From: Andrew Morton <akpm@linux-foundation.org>
To: Suren Baghdasaryan <surenb@google.com>
Cc: willy@infradead.org, david@kernel.org, ziy@nvidia.com,
matthew.brost@intel.com, joshua.hahnjy@gmail.com,
rakie.kim@sk.com, byungchul@sk.com, gourry@gourry.net,
ying.huang@linux.alibaba.com, apopple@nvidia.com, ljs@kernel.org,
baolin.wang@linux.alibaba.com, Liam.Howlett@oracle.com,
npache@redhat.com, ryan.roberts@arm.com, dev.jain@arm.com,
baohua@kernel.org, lance.yang@linux.dev, vbabka@suse.cz,
jannh@google.com, rppt@kernel.org, mhocko@suse.com,
pfalcato@suse.de, kees@kernel.org, maddy@linux.ibm.com,
npiggin@gmail.com, mpe@ellerman.id.au, chleroy@kernel.org,
borntraeger@linux.ibm.com, frankja@linux.ibm.com,
imbrenda@linux.ibm.com, hca@linux.ibm.com, gor@linux.ibm.com,
agordeev@linux.ibm.com, svens@linux.ibm.com,
gerald.schaefer@linux.ibm.com, linux-mm@kvack.org,
linuxppc-dev@lists.ozlabs.org, kvm@vger.kernel.org,
linux-kernel@vger.kernel.org, linux-s390@vger.kernel.org
Subject: Re: [PATCH v6 0/6] Use killable vma write locking in most places
Date: Fri, 27 Mar 2026 16:12:26 -0700 [thread overview]
Message-ID: <20260327161226.17e680fec33117d67dc8b5f9@linux-foundation.org> (raw)
In-Reply-To: <20260327205457.604224-1-surenb@google.com>
On Fri, 27 Mar 2026 13:54:51 -0700 Suren Baghdasaryan <surenb@google.com> wrote:
> Now that we have vma_start_write_killable() we can replace most of the
> vma_start_write() calls with it, improving reaction time to the kill
> signal.
>
> There are several places which are left untouched by this patchset:
>
> 1. free_pgtables() because function should free page tables even if a
> fatal signal is pending.
>
> 2. userfaultd code, where some paths calling vma_start_write() can
> handle EINTR and some can't without a deeper code refactoring.
>
> 3. mpol_rebind_mm() which is used by cpusset controller for migrations
> and operates on a remote mm.
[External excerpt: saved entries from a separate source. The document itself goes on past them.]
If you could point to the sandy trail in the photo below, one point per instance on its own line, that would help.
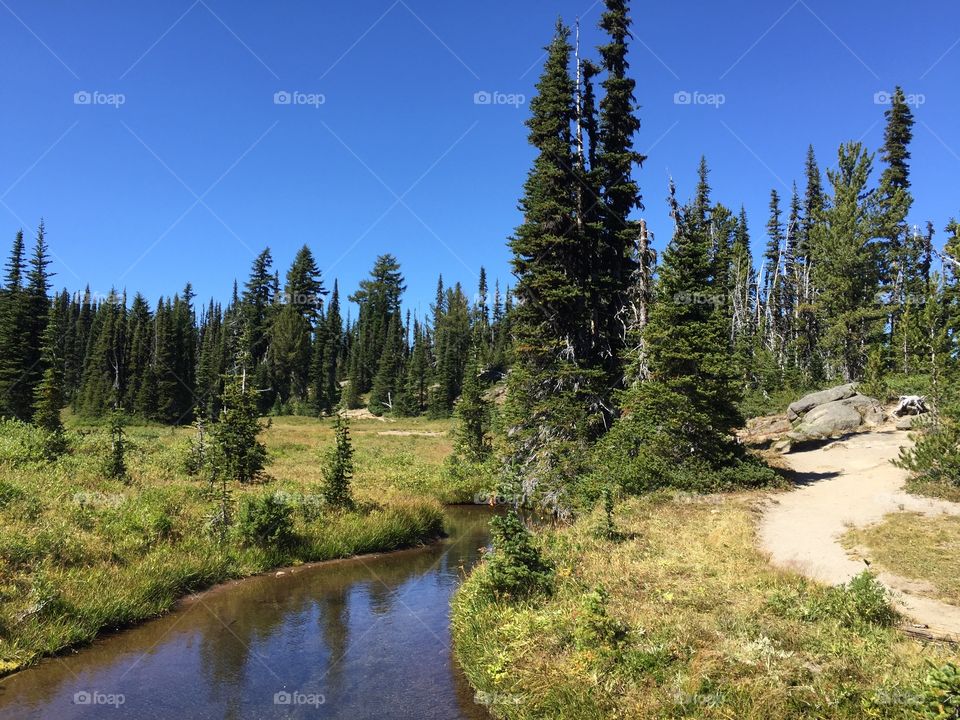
(843, 484)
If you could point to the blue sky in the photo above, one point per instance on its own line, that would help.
(182, 165)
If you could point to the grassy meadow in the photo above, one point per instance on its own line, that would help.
(916, 547)
(680, 616)
(81, 553)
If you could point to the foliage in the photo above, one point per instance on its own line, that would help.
(692, 621)
(935, 457)
(265, 520)
(338, 470)
(117, 463)
(665, 442)
(236, 452)
(940, 693)
(97, 554)
(515, 567)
Incomplete operations here would result
> in an inconsistent cgroup state.
>
> 4. vm_flags_{set|mod|clear} require refactoring that involves moving
> vma_start_write() out of these functions and replacing it with
> vma_assert_write_locked(), then callers of these functions should
> lock the vma themselves using vma_start_write_killable() whenever
> possible.
Updated, thanks.
> Changes since v5 [1]:
> - Added Reviewed-by for unchanged patches, per Lorenzo Stoakes
>
> Patch#2:
> - Fixed locked_vm counter if mlock_vma_pages_range() fails in
> mlock_fixup(), per Sashiko
> - Avoid VMA re-locking in madvise_update_vma(), mprotect_fixup() and
> mseal_apply() when vma_modify_XXX creates a new VMA as it will already be
> locked. This prevents the possibility of incomplete operation if signal
> happens after a successful vma_modify_XXX modified the vma tree,
> per Sashiko
> - Removed obsolete comment in madvise_update_vma() and mprotect_fixup()
>
> Patch#4:
> - Added clarifying comment for vma_start_write_killable() when locking a
> detached VMA
> - Override VMA_MERGE_NOMERGE in vma_expand() to prevent callers from
> falling back to a new VMA allocation, per Sashiko
> - Added a note in the changelog about temporary workaround of using
> ENOMEM to propagate the error in vma_merge_existing_range() and
> vma_expand()
>
> Patch#5:
> - Added fatal_signal_pending() check in do_mbind() to detect
> queue_pages_range() failures due to a pendig fatal signal, per Sashiko
Changes since v5:
mm/madvise.c | 15 ++++++++++-----
mm/mempolicy.c | 9 ++++++++-
mm/mlock.c | 2 ++
mm/mprotect.c | 26 ++++++++++++++++----------
mm/mseal.c | 27 +++++++++++++++++++--------
mm/vma.c | 20 ++++++++++++++++++--
6 files changed, 73 insertions(+), 26 deletions(-)
--- a/mm/madvise.c~b
+++ a/mm/madvise.c
@@ -172,11 +172,16 @@ static int madvise_update_vma(vm_flags_t
if (IS_ERR(vma))
return PTR_ERR(vma);
- madv_behavior->vma = vma;
-
- /* vm_flags is protected by the mmap_lock held in write mode. */
- if (vma_start_write_killable(vma))
- return -EINTR;
+ /*
+ * If a new vma was created during vma_modify_XXX, the resulting
+ * vma is already locked. Skip re-locking new vma in this case.
+ */
+ if (vma == madv_behavior->vma) {
+ if (vma_start_write_killable(vma))
+ return -EINTR;
+ } else {
+ madv_behavior->vma = vma;
+ }
vma->flags = new_vma_flags;
if (set_new_anon_name)
--- a/mm/mempolicy.c~b
+++ a/mm/mempolicy.c
@@ -1546,7 +1546,14 @@ static long do_mbind(unsigned long start
flags | MPOL_MF_INVERT | MPOL_MF_WRLOCK, &pagelist);
if (nr_failed < 0) {
- err = nr_failed;
+ /*
+ * queue_pages_range() might override the original error with -EFAULT.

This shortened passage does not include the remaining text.